Consider a symplectic manifold $(M,\omega)$, together with a symplectic connection $\nabla$, i.e. a torsion-free connection such that $\nabla{\omega} = 0$. Fix two symplectic vector fields $X$ and $Y$.
Is it true that $\nabla_{X}Y$ is again a symplectic vector field?

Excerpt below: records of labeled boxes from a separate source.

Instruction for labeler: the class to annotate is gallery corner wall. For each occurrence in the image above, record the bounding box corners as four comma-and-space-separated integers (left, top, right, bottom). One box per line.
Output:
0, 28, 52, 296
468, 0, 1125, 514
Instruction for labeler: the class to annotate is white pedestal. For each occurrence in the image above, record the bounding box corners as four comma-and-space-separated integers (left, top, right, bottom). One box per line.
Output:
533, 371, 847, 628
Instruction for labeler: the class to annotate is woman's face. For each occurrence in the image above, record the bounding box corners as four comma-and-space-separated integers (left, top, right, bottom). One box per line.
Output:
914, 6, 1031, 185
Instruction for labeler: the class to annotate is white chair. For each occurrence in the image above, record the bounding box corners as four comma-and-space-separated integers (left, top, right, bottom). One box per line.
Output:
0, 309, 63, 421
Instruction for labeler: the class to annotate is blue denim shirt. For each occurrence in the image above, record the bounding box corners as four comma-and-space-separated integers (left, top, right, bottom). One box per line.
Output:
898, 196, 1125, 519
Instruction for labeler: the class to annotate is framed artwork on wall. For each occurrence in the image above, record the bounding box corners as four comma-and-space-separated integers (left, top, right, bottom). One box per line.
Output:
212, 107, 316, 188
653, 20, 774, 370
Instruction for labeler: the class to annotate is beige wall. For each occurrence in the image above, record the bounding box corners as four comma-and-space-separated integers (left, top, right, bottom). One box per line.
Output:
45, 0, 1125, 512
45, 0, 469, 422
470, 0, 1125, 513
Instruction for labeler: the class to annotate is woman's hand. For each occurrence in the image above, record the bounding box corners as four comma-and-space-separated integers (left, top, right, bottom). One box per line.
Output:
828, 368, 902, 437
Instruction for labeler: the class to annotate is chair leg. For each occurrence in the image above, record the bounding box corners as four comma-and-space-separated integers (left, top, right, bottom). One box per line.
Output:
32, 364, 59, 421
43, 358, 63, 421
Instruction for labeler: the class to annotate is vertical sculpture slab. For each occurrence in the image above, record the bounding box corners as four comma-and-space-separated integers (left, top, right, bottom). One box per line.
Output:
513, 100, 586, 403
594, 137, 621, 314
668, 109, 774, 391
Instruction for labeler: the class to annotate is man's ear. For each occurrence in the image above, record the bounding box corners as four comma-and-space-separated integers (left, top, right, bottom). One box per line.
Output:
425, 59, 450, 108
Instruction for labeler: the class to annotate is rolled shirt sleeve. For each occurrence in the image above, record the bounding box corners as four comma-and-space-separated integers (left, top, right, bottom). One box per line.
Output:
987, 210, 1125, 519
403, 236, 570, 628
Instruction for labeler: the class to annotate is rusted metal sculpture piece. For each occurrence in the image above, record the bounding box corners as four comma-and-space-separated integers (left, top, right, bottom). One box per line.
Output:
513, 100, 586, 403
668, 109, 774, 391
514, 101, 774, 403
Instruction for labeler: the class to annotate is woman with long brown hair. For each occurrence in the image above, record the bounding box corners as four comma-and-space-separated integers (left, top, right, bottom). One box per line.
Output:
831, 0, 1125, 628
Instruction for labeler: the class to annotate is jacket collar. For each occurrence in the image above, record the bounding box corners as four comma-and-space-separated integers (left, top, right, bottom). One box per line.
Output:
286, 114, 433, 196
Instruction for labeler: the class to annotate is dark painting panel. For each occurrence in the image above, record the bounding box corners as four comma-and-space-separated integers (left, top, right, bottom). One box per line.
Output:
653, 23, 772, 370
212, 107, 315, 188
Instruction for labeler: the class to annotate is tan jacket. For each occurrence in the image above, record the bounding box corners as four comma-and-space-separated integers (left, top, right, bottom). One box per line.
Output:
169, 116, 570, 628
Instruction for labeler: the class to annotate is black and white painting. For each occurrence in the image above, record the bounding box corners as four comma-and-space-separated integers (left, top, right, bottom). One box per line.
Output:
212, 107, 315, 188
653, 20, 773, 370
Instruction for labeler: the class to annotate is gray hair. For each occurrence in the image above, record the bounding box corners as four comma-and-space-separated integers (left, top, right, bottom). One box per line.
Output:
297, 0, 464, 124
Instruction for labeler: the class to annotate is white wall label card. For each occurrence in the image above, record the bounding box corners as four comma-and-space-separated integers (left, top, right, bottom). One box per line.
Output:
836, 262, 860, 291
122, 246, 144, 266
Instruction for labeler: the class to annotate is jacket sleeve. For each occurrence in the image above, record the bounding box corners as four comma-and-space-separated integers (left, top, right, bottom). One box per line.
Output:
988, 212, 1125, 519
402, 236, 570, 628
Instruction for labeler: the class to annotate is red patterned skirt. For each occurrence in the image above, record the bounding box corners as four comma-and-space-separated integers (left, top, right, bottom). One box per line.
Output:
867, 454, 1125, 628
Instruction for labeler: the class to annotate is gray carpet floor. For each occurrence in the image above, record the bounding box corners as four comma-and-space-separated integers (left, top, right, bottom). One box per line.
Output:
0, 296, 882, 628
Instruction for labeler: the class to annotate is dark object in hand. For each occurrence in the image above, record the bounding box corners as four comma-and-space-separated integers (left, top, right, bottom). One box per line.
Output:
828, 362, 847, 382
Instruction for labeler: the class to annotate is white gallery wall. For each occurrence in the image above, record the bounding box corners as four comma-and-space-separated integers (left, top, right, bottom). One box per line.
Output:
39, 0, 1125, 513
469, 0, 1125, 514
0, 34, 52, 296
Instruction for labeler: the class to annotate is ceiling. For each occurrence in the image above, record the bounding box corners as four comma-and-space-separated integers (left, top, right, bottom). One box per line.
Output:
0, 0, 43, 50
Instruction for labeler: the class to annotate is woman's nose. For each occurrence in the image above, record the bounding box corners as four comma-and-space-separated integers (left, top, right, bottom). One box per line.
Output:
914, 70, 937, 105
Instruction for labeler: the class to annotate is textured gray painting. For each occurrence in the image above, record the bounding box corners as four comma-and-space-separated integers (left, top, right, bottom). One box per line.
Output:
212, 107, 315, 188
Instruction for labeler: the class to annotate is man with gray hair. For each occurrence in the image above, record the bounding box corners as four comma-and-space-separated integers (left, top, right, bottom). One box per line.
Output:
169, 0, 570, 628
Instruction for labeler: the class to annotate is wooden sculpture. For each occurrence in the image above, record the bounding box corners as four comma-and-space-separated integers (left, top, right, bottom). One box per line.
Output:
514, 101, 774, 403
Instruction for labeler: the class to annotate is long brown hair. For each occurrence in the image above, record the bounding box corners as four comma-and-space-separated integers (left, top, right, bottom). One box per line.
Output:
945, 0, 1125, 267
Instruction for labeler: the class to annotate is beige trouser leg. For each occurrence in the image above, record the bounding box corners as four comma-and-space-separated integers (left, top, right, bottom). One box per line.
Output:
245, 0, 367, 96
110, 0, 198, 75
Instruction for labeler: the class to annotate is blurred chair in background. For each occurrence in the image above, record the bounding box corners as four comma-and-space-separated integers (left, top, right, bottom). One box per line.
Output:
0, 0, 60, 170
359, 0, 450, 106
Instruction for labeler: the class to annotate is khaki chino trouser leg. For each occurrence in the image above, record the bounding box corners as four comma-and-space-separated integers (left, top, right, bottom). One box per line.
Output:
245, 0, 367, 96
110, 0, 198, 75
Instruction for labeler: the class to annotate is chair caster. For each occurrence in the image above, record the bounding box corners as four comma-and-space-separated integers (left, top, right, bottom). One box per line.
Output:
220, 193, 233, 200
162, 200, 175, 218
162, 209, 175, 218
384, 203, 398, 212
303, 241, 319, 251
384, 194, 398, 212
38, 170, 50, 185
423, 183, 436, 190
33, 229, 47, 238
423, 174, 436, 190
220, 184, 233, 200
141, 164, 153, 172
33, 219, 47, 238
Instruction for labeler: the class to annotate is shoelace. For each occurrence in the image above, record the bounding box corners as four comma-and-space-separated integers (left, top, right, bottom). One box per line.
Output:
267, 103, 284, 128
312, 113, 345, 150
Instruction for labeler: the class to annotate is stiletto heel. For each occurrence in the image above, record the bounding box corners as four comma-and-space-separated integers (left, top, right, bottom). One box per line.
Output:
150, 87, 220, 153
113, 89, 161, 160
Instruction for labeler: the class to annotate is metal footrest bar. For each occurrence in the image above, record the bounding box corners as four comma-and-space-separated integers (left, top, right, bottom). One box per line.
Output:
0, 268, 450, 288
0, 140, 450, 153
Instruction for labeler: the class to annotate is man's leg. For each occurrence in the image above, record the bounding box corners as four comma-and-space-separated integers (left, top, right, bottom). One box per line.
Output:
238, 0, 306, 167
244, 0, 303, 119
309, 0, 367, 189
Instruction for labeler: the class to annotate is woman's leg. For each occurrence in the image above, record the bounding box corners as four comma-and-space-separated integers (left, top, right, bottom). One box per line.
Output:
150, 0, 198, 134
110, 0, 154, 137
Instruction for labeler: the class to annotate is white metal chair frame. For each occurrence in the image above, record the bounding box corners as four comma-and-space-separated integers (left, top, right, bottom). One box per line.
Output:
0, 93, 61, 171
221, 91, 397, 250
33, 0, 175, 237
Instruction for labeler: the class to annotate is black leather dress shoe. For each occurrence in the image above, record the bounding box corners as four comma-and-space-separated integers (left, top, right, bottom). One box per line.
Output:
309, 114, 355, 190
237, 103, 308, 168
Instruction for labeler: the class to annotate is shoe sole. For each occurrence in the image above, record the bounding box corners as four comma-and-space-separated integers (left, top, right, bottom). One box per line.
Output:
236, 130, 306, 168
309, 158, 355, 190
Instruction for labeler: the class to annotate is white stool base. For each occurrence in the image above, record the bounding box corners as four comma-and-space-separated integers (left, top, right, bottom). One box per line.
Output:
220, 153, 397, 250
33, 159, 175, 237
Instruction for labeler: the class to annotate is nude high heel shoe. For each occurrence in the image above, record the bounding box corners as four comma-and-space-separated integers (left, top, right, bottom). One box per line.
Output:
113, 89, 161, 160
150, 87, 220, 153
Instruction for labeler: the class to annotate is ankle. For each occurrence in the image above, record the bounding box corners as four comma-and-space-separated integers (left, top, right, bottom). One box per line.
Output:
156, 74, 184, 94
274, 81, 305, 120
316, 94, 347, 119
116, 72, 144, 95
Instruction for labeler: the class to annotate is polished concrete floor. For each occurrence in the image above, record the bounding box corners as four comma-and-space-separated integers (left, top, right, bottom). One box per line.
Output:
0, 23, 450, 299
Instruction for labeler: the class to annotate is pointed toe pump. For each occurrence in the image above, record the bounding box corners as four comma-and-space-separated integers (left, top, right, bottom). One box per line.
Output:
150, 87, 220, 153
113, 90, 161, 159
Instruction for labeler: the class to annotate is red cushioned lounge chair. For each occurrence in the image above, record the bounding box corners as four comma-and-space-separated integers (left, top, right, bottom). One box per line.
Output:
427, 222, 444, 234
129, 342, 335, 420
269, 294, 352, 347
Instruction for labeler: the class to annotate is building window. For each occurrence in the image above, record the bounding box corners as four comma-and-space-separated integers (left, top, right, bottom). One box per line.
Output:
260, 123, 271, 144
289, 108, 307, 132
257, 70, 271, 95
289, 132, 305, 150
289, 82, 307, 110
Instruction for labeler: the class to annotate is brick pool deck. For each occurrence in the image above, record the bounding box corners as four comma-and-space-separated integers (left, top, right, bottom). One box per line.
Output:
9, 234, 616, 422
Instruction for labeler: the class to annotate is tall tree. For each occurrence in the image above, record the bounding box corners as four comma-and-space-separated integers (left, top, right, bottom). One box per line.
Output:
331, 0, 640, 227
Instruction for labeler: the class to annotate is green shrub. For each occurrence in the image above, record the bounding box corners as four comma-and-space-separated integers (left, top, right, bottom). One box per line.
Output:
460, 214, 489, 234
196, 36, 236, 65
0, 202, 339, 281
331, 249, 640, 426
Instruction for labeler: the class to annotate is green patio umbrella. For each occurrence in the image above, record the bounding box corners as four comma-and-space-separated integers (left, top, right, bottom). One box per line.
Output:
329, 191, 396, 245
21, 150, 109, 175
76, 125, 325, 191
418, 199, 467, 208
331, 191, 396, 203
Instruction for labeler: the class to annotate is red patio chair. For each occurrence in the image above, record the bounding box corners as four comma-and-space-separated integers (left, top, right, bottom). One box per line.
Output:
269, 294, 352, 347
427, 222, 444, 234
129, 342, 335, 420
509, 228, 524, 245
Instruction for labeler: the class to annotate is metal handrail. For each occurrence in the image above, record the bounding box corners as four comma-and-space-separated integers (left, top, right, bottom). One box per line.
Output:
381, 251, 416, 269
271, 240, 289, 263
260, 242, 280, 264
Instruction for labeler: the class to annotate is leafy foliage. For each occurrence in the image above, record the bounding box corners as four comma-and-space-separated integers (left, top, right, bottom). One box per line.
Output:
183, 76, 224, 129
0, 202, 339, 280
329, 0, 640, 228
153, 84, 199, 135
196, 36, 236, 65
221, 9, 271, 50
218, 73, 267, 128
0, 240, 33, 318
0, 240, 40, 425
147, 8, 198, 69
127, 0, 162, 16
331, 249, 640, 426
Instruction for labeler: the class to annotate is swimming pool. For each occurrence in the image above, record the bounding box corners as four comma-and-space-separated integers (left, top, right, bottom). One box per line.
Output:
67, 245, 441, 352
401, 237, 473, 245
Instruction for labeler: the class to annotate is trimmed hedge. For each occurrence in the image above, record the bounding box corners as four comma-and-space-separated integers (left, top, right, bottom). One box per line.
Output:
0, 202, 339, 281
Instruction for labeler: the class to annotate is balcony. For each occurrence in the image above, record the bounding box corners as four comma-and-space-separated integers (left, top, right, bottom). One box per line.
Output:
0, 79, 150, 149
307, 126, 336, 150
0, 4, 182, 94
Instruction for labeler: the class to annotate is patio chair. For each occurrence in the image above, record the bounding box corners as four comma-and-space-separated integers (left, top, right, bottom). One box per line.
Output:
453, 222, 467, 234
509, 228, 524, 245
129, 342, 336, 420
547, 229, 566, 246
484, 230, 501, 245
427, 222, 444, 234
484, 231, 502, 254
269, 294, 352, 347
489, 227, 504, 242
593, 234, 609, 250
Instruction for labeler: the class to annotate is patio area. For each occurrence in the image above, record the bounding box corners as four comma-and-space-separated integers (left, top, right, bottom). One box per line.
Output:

I tried with Cartan calculus but I'm stuck, not beeing able to collect the terms in a clever way. Any other suggestion is welcomed.
On
As Jordan Payette correctly pointed out, your statement is in general not true. However, $$ \nabla_X Y - \nabla_Y X $$ is indeed symplectic: since the torsion vanishes, it is equal to $ [X,Y] $ and $$ \mathcal L_{[X,Y]} \omega = \mathcal L_X \mathcal L_Y \omega-\mathcal L_Y \mathcal L_X \omega=0\,. $$
The answer is no. Consider as a counter-example $M = \mathbb{R}^2$, $\omega = dx \wedge dy$, $X = x \frac{\partial}{\partial y}$ (whose Hamiltonian function is $-x^2/2$), $Y = y \frac{\partial}{\partial x}$ (whose Hamiltonian function is $y^2 /2$) and the (symplectic) connection given by usual (i.e. component-wise) differentiation of vector fields. Then $\nabla_X Y = x \frac{\partial}{\partial x}$, which is not symplectic as it is not Hamiltonian (or alternatively because it doesn't have vanishing divergence).